Akurat szlaban reaguje na sygnały dźwiękowe pojazdów uprzywilejowanych więc ciekawe jaki ratownikom to przeszkadza
Nadzór za organizację ruchu drogowego na drogach gminnych a takimi są ulice 1 Maja, Rzewuskiego czy Rokosza odpowiada starosta buski. To on wydaje decyzję o raganicacji ruchu drogowego na drogach gminnych na wnisek gminy, Gmina nie stosuje się dotych decyzji. W decyzji o organicacji ruchu na ulicy Rokosza brak jest wzmianki, że ma być zabudowany szlaban.

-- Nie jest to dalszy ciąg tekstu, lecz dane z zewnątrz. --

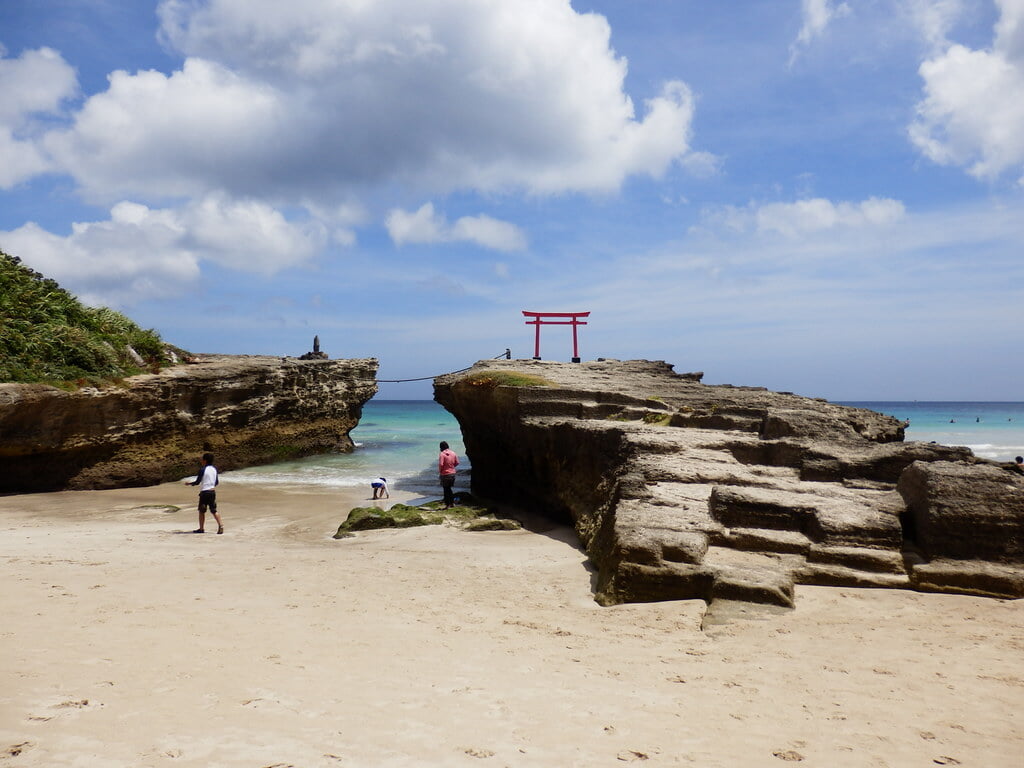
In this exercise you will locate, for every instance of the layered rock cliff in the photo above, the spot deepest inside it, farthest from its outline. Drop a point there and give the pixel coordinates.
(247, 410)
(680, 489)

Starosta ogranicza ruch na drogach publicznych wykonywanych lub remontowanych ze środków unijnych a takie były wykorzystywane przy modernizacji wspomnianych ulic. Ustawa o drogach publicznych muwi wprost, że na drogach publicznych zabrania się ograniczania ruchu drogowego przez pięć lat.
Burmistrzowi i Staroście przeszkadzają w busku kuracjusze. A może właściciele obiektów sanatoryjnych i pensonatów powinni ogłosić protest i nie zbierać opłaty klimatrycznej dla p. Burmistrza.W Krynicy Zdroju można podjechać pod każdy obiekt sanatoryjny.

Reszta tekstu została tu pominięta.